Monday, December 10, 2012

4G-LTE Spectrum Award: No Track Record Needed


It is become endemic of the Malaysian regulatory authorities to award quotas and licences to companies with questionable financial credentials and without any track record in the relevant industries.

Last week, Malaysian Communications and Multimedia Commission (MCMC) announced the allocation of the 4G-LTE spectrum where all 7 existing broadband players in the market – Maxis Broadband Sdn Bhd, Digi Telecommunications Sdn Bhd, Celcom Axiata Bhd, U Mobile Sdn Bhd, Redtone Marketing Sdn Bhd, YTL Communications and Packet One Networks (M) Sdn Bhd were granted 20MHz of bandwidth.

However, what took the industry by surprise was the award of the largest share of the bandwith of 40MHz to a little known entity Puncak Semangat Sdn Bhd, owned by tycoon Tan Sri Syed Mokhtar Al-Bukhary.

The most straightforward question to ask MCMC is – why is it that a company with zero track record in the industry has been given the privilege of securing the largest chunk of the bandwidth?

It appears that MCMC which has landed in controversy in the past, is persisting in awarding licenses to companies with little track record or financial capabilities.  In the past award of bandwidth for the 3G and WIMAX spectrum, several companies have failed to deliver the services or have effectively sold their license for a quick profit.

What is most disappointing the the award of licenses in Malaysia is there is not auction requirement as practised in most other developed countries.  The auction process will not only ensure the most committed companies to take part in the exercise, but will also raise valuable revenue for the Government.

For example, the Office of Communications, the independent telecommunications regulator in the United Kingdom has set a reserve auction price of GBP1.3 billion for the 4G-LTE licences and the industry expects the Government to raise between GBP3 to 4 billion!
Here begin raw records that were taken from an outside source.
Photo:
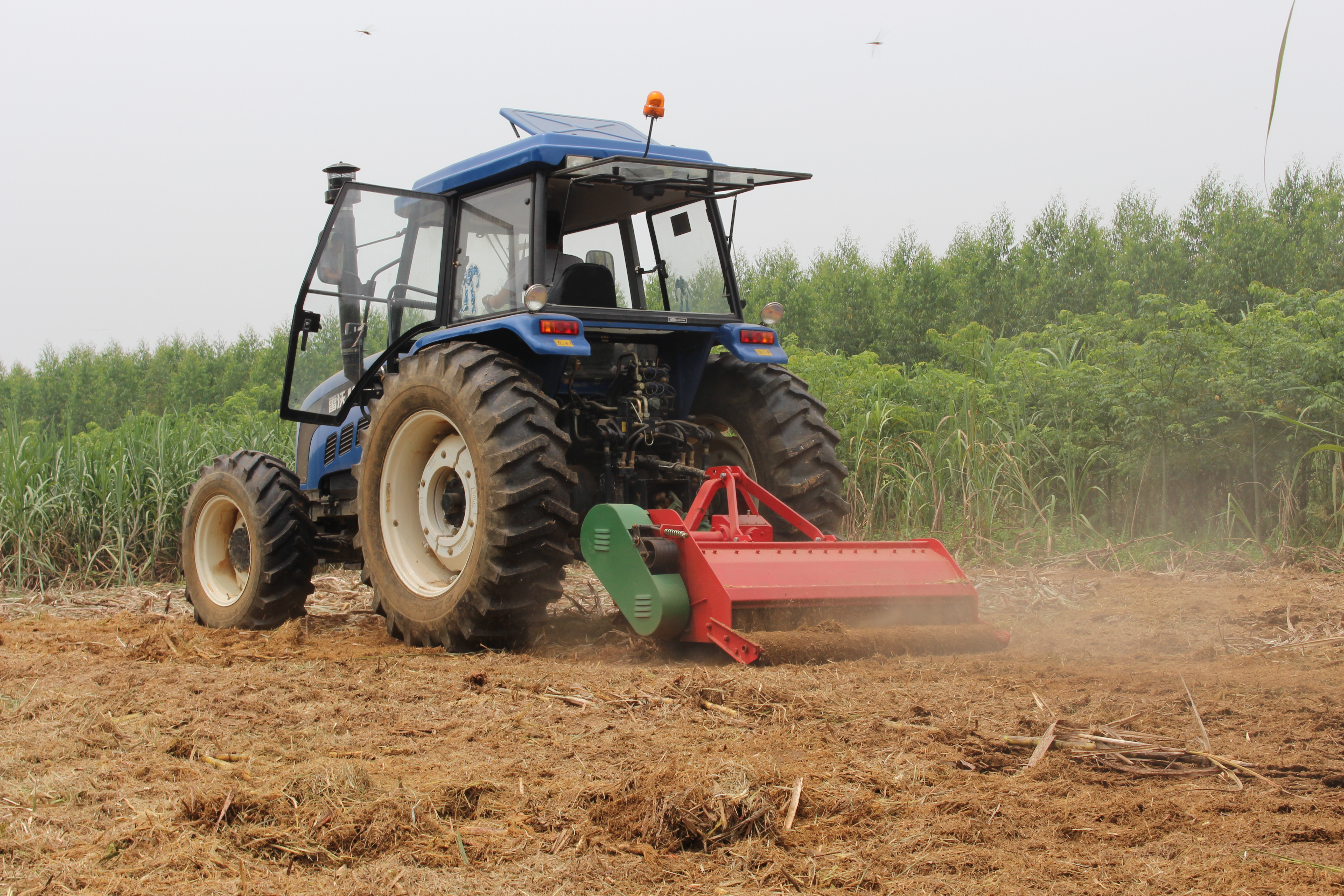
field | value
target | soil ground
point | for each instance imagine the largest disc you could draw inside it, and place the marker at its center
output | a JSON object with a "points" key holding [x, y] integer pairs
{"points": [[343, 762]]}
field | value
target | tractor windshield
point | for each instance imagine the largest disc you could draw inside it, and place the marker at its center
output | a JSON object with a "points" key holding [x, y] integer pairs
{"points": [[375, 276], [690, 275]]}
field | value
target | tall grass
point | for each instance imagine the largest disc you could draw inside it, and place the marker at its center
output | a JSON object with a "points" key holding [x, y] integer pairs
{"points": [[105, 506]]}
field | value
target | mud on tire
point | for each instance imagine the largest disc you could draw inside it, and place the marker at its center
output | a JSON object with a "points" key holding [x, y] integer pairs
{"points": [[784, 429], [247, 543], [513, 487]]}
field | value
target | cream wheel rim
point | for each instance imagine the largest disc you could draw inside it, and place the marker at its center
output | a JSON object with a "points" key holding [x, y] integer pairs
{"points": [[224, 551], [429, 508]]}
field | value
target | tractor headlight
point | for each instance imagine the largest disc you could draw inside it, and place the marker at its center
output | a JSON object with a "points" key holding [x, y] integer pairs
{"points": [[535, 297]]}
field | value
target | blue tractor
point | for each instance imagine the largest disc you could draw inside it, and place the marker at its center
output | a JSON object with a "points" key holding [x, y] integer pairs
{"points": [[478, 362]]}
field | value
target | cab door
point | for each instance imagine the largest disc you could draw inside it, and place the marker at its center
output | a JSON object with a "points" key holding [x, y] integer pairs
{"points": [[375, 281]]}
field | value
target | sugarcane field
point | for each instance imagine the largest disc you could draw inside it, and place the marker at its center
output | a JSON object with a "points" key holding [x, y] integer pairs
{"points": [[1194, 750], [888, 451]]}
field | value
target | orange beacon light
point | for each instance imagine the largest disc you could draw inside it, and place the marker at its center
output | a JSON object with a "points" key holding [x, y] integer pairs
{"points": [[652, 111]]}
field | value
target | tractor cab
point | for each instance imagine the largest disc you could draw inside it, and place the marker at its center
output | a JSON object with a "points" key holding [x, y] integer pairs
{"points": [[584, 222], [511, 367]]}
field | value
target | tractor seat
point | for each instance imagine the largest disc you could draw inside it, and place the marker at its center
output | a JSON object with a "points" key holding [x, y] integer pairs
{"points": [[585, 285]]}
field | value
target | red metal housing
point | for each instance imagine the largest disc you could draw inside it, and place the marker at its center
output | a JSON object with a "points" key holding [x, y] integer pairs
{"points": [[737, 576]]}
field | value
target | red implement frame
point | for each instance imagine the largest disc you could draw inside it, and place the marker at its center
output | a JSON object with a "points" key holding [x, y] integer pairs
{"points": [[737, 566]]}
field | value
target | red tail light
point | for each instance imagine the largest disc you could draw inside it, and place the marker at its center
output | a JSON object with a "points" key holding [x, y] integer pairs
{"points": [[759, 336]]}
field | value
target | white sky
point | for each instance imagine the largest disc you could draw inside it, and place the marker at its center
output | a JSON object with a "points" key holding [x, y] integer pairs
{"points": [[163, 160]]}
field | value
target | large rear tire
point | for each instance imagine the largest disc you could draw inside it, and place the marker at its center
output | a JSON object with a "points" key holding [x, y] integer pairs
{"points": [[776, 430], [247, 543], [464, 500]]}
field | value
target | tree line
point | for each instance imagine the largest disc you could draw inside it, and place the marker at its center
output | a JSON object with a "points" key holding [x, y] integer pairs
{"points": [[1146, 378]]}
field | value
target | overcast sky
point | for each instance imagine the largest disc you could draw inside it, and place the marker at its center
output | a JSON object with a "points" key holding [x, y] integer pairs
{"points": [[163, 162]]}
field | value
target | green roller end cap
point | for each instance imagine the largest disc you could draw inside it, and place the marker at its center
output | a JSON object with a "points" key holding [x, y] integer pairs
{"points": [[654, 605]]}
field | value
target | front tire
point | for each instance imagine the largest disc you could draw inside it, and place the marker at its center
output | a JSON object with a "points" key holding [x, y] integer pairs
{"points": [[775, 429], [247, 543], [464, 500]]}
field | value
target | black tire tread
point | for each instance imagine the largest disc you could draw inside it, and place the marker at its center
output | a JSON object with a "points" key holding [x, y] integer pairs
{"points": [[526, 536], [287, 535], [796, 452]]}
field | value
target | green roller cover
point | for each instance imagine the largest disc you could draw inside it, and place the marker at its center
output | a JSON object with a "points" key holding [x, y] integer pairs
{"points": [[654, 605]]}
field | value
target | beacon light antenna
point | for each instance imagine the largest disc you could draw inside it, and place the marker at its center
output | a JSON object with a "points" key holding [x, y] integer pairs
{"points": [[652, 111]]}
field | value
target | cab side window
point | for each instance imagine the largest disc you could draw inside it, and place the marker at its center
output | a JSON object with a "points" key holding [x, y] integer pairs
{"points": [[494, 257]]}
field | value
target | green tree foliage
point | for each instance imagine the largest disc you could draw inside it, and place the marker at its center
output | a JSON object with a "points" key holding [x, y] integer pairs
{"points": [[1148, 378], [1222, 242]]}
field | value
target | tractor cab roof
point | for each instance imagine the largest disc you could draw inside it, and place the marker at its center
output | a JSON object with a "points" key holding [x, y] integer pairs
{"points": [[549, 140], [584, 150]]}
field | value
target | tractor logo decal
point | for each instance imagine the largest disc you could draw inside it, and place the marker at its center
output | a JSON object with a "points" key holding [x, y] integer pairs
{"points": [[338, 400]]}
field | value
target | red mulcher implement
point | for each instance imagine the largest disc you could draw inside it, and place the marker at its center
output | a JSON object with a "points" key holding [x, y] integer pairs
{"points": [[733, 585]]}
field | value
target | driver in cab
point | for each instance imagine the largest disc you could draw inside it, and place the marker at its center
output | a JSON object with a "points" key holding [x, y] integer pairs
{"points": [[556, 265]]}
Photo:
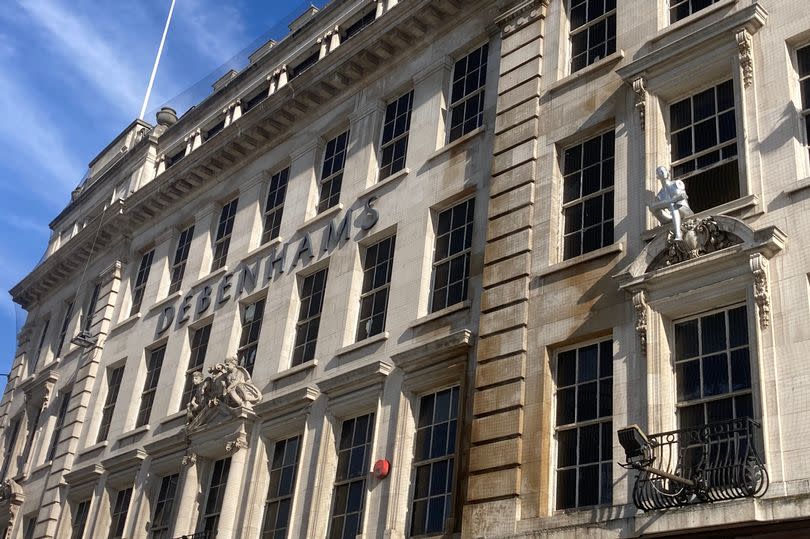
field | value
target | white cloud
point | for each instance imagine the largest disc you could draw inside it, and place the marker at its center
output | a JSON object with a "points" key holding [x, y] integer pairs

In 2010, the highest bid in the German spectrum auction was 7.5 Million Euros for two blocks in the 800 MHz band.

In 2008 Sweden concluded an electronic 16-day auction for nine 15-year 4G-licenses for a total bandwidth of 190 MHz in the 2,6 GHz band. The total required minimum bids were SEK 50,000,000, but the total winning bids were USD314 million.

Other countries such as Taiwan, Singapore, Brazil are planning for 4G auctions in 2013.  Similarly, Thailand has only just concluded their 3G auction, netting their Government US$1.4 billion in the process despite a more depressed market environment, and alleged collusion to lower the auction price.
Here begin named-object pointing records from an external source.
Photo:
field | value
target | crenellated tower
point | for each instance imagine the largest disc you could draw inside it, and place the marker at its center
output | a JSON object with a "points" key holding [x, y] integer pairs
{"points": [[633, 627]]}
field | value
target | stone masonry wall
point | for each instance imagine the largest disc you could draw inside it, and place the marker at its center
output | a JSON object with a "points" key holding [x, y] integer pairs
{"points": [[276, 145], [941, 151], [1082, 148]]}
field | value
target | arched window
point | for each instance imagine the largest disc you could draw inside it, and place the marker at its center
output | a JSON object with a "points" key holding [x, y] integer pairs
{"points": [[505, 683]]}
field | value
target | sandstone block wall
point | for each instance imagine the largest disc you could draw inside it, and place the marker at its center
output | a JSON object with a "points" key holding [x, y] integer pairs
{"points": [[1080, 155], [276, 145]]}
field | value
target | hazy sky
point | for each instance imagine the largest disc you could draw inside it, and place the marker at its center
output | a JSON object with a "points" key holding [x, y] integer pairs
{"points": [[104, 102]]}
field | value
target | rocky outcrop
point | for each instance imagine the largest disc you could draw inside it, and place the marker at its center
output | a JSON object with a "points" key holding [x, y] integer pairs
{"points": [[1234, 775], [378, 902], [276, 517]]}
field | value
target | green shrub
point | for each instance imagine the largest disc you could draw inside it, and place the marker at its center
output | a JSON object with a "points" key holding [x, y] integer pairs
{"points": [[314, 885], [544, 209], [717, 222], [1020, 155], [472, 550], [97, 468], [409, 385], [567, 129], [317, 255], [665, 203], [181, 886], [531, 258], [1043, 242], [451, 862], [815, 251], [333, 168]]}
It appears that in Malaysia, our regulators are more interested in enhancing the profits of our telecommunication companies, and even then favouring certain connected parties despite their lack of track record.
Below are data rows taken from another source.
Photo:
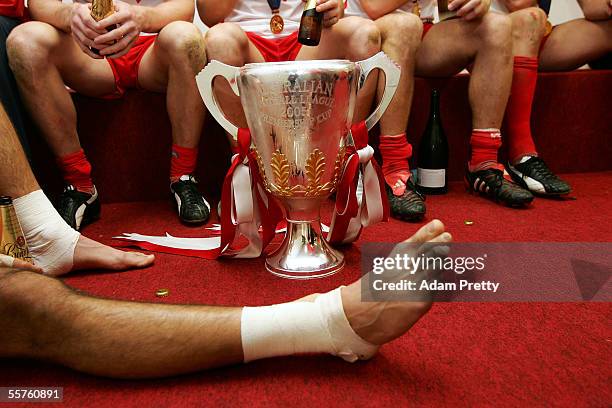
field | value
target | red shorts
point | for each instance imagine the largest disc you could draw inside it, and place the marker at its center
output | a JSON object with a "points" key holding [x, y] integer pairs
{"points": [[278, 49], [125, 69]]}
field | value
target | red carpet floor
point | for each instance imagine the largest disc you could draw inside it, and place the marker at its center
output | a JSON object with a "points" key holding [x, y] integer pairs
{"points": [[537, 354]]}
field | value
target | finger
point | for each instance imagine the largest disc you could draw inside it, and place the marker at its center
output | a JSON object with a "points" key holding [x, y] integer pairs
{"points": [[473, 14], [427, 232], [326, 6], [6, 261], [456, 4], [85, 49], [86, 32], [115, 35], [467, 8], [120, 48]]}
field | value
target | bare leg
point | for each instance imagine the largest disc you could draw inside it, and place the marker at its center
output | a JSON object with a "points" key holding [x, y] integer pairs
{"points": [[44, 319], [351, 38], [354, 39], [43, 60], [576, 43], [17, 180], [229, 44], [452, 45], [401, 36], [170, 65]]}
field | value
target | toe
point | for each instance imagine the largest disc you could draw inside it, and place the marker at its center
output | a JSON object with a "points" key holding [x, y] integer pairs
{"points": [[135, 260]]}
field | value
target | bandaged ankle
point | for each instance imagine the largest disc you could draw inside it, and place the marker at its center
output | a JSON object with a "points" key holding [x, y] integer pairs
{"points": [[302, 328], [485, 144], [50, 240]]}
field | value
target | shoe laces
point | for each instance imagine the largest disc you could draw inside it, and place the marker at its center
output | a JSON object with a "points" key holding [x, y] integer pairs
{"points": [[536, 167]]}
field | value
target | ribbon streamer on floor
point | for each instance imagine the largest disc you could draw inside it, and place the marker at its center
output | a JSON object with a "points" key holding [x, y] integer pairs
{"points": [[250, 217]]}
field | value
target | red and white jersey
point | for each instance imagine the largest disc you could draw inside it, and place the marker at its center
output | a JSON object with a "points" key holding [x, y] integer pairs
{"points": [[254, 16], [353, 8]]}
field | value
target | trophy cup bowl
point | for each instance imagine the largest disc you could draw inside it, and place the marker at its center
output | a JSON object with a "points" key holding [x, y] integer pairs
{"points": [[299, 115]]}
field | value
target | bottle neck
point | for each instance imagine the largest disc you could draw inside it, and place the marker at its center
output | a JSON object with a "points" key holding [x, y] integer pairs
{"points": [[435, 104]]}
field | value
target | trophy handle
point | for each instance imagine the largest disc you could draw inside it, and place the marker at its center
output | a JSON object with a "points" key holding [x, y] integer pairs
{"points": [[204, 81], [392, 75]]}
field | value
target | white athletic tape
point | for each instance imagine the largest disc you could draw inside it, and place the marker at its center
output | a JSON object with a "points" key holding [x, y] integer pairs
{"points": [[50, 240], [302, 327]]}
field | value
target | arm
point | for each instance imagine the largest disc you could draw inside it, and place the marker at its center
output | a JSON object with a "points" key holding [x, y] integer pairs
{"points": [[378, 8], [595, 10], [515, 5], [214, 11]]}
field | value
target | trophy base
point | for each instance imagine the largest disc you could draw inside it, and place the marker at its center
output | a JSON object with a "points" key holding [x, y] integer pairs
{"points": [[304, 253]]}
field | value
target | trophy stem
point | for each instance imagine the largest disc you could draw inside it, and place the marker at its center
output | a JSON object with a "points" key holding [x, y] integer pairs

The above is the clear cut case of lost opportunity for the Government to raise valuable funds to provide much needed services and facilities for Malaysians, such as toll-free highways and affordable homes.

Pakatan Rakyat will ensure that all licenses granted by our various regulatory bodies, particularly in the energy and telecommunication will be awarded in an open, transparent and competitive manner to ensure that the best bids will win the licences and the Government will also be able to maximise its revenue in the interest of the rakyat.